NetSuite announced results ahead of forecasts by analysts in its fourth quarter earnings figures. Zach Nelson, CEO of NetSuite was in ebullient mood as he declared: “NetSuite delivered record revenue and powerful record customer growth as thousands of next-generation leaders like Snapchat, mid-size organizations like Lucky Brand, and global enterprises such as American Express Global Business Travel reimagine their business in the cloud on NetSuite.
“In 2016, the wind is at NetSuite’s back as the world transitions from a time just a couple years back, when few believed that businesses would run mission critical core business applications in the cloud, to today when companies in many industries can’t get there fast enough.”
The markets seemed to agree at first glance with NetSuite jumping up five points in late trading.
The NetSuite figures
The figures look good, but one has come to expect that from Cloud based companies as more and more corporate seek access to their applications. Q4 revenues were at $206.1 million, a 31% increase on the previous Year over Year Q4 figure, with total revenue for the year up 33% to $741.1 million. This is the kind of growth that NetSuite must maintain at least in order to be successful. While they may have won several unicorns and major companies, Nelson will be hoping that the deal agreed with Cap Gemini in France and the new data centres in Europe will help boost sales in the region significantly.

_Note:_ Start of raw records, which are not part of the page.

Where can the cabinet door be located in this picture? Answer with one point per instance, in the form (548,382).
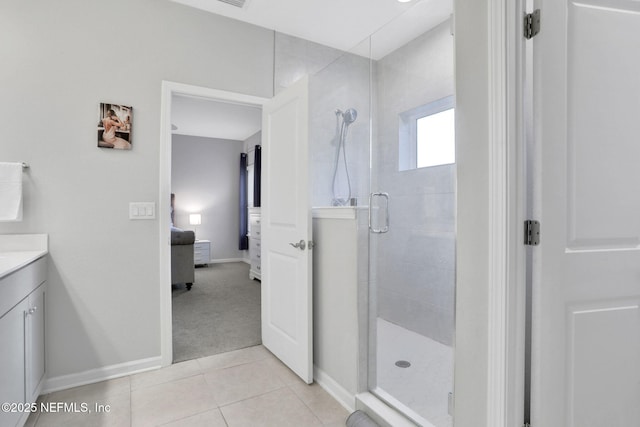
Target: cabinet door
(12,328)
(35,356)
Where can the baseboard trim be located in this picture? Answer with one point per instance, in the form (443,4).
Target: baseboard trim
(342,395)
(381,413)
(101,374)
(224,260)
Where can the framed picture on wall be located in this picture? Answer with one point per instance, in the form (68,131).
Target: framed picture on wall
(114,126)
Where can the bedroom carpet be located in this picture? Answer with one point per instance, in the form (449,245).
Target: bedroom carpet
(220,313)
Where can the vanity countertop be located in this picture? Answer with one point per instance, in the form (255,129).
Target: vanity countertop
(19,250)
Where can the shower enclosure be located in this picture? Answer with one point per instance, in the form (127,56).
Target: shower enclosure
(412,241)
(382,144)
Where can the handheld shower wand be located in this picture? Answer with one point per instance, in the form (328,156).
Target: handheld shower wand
(348,117)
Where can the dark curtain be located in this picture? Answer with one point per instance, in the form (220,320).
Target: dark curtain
(257,172)
(244,240)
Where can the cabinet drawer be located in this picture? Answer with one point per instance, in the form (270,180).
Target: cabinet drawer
(254,226)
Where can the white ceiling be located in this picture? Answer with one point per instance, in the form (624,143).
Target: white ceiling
(213,119)
(341,24)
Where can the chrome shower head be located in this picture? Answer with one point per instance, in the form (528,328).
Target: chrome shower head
(349,116)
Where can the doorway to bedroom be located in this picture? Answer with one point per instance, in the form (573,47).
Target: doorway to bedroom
(215,150)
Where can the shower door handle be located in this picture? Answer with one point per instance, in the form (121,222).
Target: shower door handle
(300,245)
(384,196)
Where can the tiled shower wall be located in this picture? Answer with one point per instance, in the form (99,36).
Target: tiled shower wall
(415,259)
(414,263)
(338,80)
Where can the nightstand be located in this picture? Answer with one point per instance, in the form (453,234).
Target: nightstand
(255,232)
(201,252)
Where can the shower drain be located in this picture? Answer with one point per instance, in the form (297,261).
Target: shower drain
(403,364)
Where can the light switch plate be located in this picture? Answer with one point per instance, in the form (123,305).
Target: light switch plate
(142,210)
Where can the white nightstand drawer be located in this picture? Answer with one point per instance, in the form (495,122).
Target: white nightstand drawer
(201,252)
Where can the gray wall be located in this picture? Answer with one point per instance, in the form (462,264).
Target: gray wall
(205,180)
(60,61)
(472,143)
(415,279)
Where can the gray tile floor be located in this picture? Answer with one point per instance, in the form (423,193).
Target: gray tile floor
(248,387)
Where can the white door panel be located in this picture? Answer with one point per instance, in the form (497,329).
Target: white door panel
(586,348)
(286,219)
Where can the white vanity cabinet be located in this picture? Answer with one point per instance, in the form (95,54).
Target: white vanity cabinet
(22,338)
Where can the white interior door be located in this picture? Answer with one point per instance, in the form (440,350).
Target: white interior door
(586,317)
(286,230)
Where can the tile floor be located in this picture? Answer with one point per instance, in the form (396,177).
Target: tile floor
(247,387)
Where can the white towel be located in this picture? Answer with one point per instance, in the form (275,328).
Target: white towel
(10,191)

The problem for NetSuite is that the losses do not seem to be shrinking yet. While much of this is due to development as well as sales and marketing costs, at some point NetSuite will either need to increase its customers significantly or start to cut back on its marketing budget. While turnover has grown 33% this has yet to translate into profits. Losses have also continue to grow, albeit at a lower rate from $100 million to $124.7 million.
NetSuite is fortunate to be sitting on a cash pile but it will need to show that it is turning the corner on its losses within the next two years or it may need to raise more funds. While this in itself should not pose a problem interest rates are slowly beginning to climb. With $310.00 million in debt due for repayment in two years time and refinancing likely to be higher than the 0.25% interest currently being paid Nelson has a limited time to turn the situation around.
Over the full year accounts NetSuite does not look as healthy as some of its competitors. In fact only SAP and Salesforce have share prices that have actually increased over the full year, up 19.19% and 18.62% respectively. Oracle down 14.93% and Workday down 22.58% are still performing better than NetSuite who has seen its shares drop 30.13% over the last year (Source: Yahoo Finance).
With NetSuite set to cross the $1 billion threshold for revenue it has been due to larger deals such as American Express Travel and Misys. The issue with these deals is that implementation times are much longer that the smaller companies recently announced such as OMG in Japan. This means that for deals with companies like Misys and American Express Travel the revenue takes longer to trickle through to the accounts. Although the professional services revenue may have been booked the cost of sale will already have been allocated.
NetSuite need to continue to deliver new business wins and while the size of these is not that important the number of users and revenues that they have won need to continue to climb. There is a risk that some of its unicorn and start-up clients are more susceptible to a market downturn than others especially as investors begin to be a little more careful with their money.
The NetSuite retail offering is well placed to do well in the small to medium market. If they can continue to show revenue growth and a reduction in losses quarter by quarter then the share price should continue heading in the right direction. A bad quarter and Wall Street might that other competitors are limited NetSuite growth.
These results were ahead of what Wall Street and analysts projected. Nelson is talking about a growth path that is increasing through 2016 (if they hit $1 billion then growth will exceed 33%) then it could be the year that investors start smiling again. ERP in the cloud is starting to grow exponentially and with Cap Gemini supporting them in France, new partnership deals across Europe the effort to capture that growth could see sales figures rocketing much higher.
The problem will come as companies such as SAP, Oracle, Infor and new entrants such as Rootstock get more aggressive in the ERP market, especially in Europe and the Middle East. Oracle recently announced that they would be hiring an additional 1400 sales staff across Europe and this could make sales harder. All of this means that NetSuite is going to find it harder to continue revenue growth while lowering costs.